The island is often called the Island of Hawaii, the Big Island, or Hawaii Island to distinguish it from the state of Hawaii.  I will refer to it as the Big Island.

The Big Island is the largest island in the Hawaiian Islands, a group of eight major islands, several atolls (coral islands circling a lagoon), numerous smaller islets, and coral reefs in the North Pacific Ocean.  As the figure below shows, the Island chain extends 1,500 miles in a southeasterly direction from the Kure Atoll to the Big Island.  There are a grand total of 136 islands, seven inhabited.  The state of Hawaii includes the entire chain of islands with the sole exception of Midway Island, which is an unincorporated U.S. territory.


The Big Island of Hawaii is located at the southeastern end of the 1,500-mile long chain of Hawaiian Islands.

Geology

The Hawaiian Islands are actually the exposed peaks of a submerged mountain range that began emerging from a hot spot in the seafloor due to tectonic plate movement about 70 million years ago. The undersea mountains grew from active volcanic action, some becoming visible above the level of the ocean.  The first of these islands have long since returned to their beginnings below the sea, due to constant erosion from ocean waves and driving rains, while new volcanic islands have replaced them. 

Because of the direction of the plate movement, the northwestern islands were formed first; succeeding islands formed in a southeasterly direction, with the Big Island being the last island to break the surface - thus the youngest of the Hawaiian Islands, rising to the surface about one million years ago.  A new volcanic mountain is growing 20 miles to the southeast of the Big Island, currently 3,200 feet below the ocean surface, and may emerge in a few tens of thousands of years.

The Big Island was built from five different volcanoes, one currently extinct, one dormant, and three active. The Big Island is still growing from the volcanic activity of Hualalai (last erupted in 1700s), Mauna Loa (last erupted in 1984) and Kilauea which has been continuously erupting since 1983.

The Big Island is the largest of the Hawaiian Islands - about the size of the state of Connecticut, and could easily hold all of the other Hawaiian Islands combined.  The highest point on the Big Island is the dormant volcano Mauna Kea at 13,800 feet - also the tallest mountain on Earth (33,500 feet) when measured from the bottom of the sea floor, two-thirds of a mile taller than Mount Everest. 

Polynesian Arrival

The first humans to settle in the Hawaiian Islands were Polynesians migrating from the Marquesas Islands, about 2,300 miles to the south, who reached the Big Island sometime in 300-500 AD.  They travelled in a group of double-hulled canoes propelled with sails, guided by the stars, ocean currents, wind patterns, or perhaps migrating birds.  They brought with them food staples, including taro, breadfruit, bananas and coconut trees, and animals, including dogs, hogs, rats, and chickens.  At the time, the Big Island contained no edible plants, with no land mammals other than the Hawaiian bat.  The new Hawaiians subsisted on fish until their crops matured.  Little is known about this initial culture.
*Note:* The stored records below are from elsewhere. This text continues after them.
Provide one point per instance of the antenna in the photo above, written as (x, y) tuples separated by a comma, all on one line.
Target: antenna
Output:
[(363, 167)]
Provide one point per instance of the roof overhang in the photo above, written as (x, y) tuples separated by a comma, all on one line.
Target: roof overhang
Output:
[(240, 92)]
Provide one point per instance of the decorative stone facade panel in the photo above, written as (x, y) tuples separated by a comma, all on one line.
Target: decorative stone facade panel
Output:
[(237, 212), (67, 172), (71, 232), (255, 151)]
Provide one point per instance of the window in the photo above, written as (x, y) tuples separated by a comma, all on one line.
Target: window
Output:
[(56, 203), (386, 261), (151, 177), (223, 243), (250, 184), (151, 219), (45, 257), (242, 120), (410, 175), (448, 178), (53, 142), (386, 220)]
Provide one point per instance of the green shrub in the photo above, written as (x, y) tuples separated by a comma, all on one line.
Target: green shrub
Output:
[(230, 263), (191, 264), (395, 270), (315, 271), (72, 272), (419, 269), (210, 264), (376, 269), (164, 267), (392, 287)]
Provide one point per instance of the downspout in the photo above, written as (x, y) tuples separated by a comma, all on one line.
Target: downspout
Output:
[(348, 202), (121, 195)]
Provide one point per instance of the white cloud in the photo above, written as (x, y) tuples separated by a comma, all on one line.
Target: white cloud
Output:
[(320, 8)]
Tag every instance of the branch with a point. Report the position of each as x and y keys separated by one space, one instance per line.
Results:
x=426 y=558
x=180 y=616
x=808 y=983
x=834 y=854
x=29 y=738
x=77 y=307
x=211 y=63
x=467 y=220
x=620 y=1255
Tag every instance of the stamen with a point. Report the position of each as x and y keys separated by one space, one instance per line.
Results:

Archaeologists believe that in 900-1100 AD, a second wave of Polynesian colonists, probably from Tahiti, about 350 miles south of the Marquesas Islands, arrived at the Big Island.  The new colonists may have subdued the initial inhabitants; the second culture was far more aggressive and developed into a highly class-conscious society.  The culture was governed by chiefs who established a long list of taboos called kapu, designed to keep order.  These taboos included your shadow falling across the shadow of the chief, interrupting a chief, preparing men’s food in the same container used for women’s food, women eating bananas or pork, men and woman eating together, not observing holy days, and fishing in restricted waters.   The penalty for breaking a taboo was death by strangulation, club, or fire.  Human sacrifices were common and war among rival chiefs the norm.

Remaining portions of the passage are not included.